Arctic sea ice is retreating rapidly, raising prospects of a future ice-free Arctic Ocean during summer. „Since climate-model simulations of the sea-ice loss differ substantially, we here use a robust linear relationship between monthly-mean September sea-ice area and cumulative CO2 emissions to infer the future evolution of Arctic summer sea ice directly from the observational record“, as Dirk Notz and Julienne Stroeve ireported in Science in November 2016: „The observed linear relationship implies a sustained loss of 3 ± 0.3 m2 of September sea-ice area per metric ton of CO2 emission. Based on this sensitivity, Arctic sea-ice will be lost throughout September for an additional 1000 Gt of CO2 emissions.“
Despithe the warnings of scientists, the global warming is increasing since decades. „ We are living on a raft, so we have to take into consideration the fact that everything has an impact somewhere else in the world“, states French filmmaker Luc Jaquet. „If we burn something somewhere, it’s going to have an impact elsewhere. And no one, either rich or poor, is going to be spared. People have to take responsibility for their actions.“
The biggest polluters on our planet are coal power stations, cars and the meat production. But also film production are emitting emissions. According to the research results of the French consortium Ecoprod and British BAFTA , the production of a single feature film generates between 650 and 1,000 tons of CO2 emissions. The hugest factors are always energy and transportation. If every film brings almost an iceberg to melt, it is certainly on time to lower the footprint with the tools that are available such as hybrid generators and electric cars that are powered with renewable energy.
The impact of human actions is becoming more dramatic as NOAA points out in the 2016 Arctic Report.
• Smaller Greenland ice sheet: The Greenland ice sheet continued to lose mass in 2016, as it has since 2002 when satellite-based measurement began. The start of melting on the Greenland ice sheet was the second earliest in the 37-year record of observations, close to the record set in 2012.
• Record low sea ice: The Arctic sea ice minimum extent from mid-October 2016 to late November 2016 was the lowest since the satellite record began in 1979. Arctic ice is thinning, with multi-year ice now comprising 22 percent of the ice cover as compared to 78 percent for the more fragile first-year ice. By comparison, multi-year ice made up 45 percent of ice cover in 1985.

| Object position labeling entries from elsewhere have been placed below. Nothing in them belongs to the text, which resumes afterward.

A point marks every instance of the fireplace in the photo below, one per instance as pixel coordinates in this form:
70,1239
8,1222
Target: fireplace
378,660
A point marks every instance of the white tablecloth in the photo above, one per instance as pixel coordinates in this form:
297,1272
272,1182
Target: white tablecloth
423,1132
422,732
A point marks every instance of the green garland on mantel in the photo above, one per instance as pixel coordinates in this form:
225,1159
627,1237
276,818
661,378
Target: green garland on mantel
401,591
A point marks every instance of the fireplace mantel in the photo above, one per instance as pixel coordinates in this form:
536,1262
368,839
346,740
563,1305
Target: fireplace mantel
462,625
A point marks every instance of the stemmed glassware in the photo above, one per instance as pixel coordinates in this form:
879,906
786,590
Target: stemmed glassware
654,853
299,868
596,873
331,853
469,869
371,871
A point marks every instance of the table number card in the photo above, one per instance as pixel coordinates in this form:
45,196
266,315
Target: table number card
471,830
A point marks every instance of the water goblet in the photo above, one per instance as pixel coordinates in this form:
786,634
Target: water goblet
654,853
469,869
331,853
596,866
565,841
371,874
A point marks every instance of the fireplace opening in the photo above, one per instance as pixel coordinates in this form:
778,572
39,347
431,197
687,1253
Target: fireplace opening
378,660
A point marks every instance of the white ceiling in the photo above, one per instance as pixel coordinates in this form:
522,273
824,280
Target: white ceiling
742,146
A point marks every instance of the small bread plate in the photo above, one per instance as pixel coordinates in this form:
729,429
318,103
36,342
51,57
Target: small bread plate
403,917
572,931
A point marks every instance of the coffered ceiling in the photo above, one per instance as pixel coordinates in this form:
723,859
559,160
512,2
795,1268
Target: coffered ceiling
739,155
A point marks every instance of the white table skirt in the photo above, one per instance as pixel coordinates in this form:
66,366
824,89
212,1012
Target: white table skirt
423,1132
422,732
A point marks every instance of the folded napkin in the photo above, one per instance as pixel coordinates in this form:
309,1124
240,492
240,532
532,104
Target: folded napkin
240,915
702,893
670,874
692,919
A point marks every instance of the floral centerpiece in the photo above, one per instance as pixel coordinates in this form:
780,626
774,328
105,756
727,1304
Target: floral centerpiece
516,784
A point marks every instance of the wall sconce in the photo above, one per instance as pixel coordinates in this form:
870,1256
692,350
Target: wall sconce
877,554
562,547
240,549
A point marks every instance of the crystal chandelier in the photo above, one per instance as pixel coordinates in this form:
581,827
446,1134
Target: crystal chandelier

• Arctic Ocean productivity: Springtime melting and retreating sea ice allowed for more sunlight to reach the upper layers of the ocean, stimulating widespread blooms of algae and other tiny marine plants which form the base of the marine food chain, another sign of the rapid changes occurring in a warming Arctic.
• Carbon cycle changing: Overall, the warming tundra is now releasing more carbon into the atmosphere than it is taking up. Twice as much organic carbon is locked in the northern permafrost as is currently in the Earth’s atmosphere. If the permafrost melts and releases that carbon, it could have profound effects on weather and climate in the Arctic and the rest of the Earth.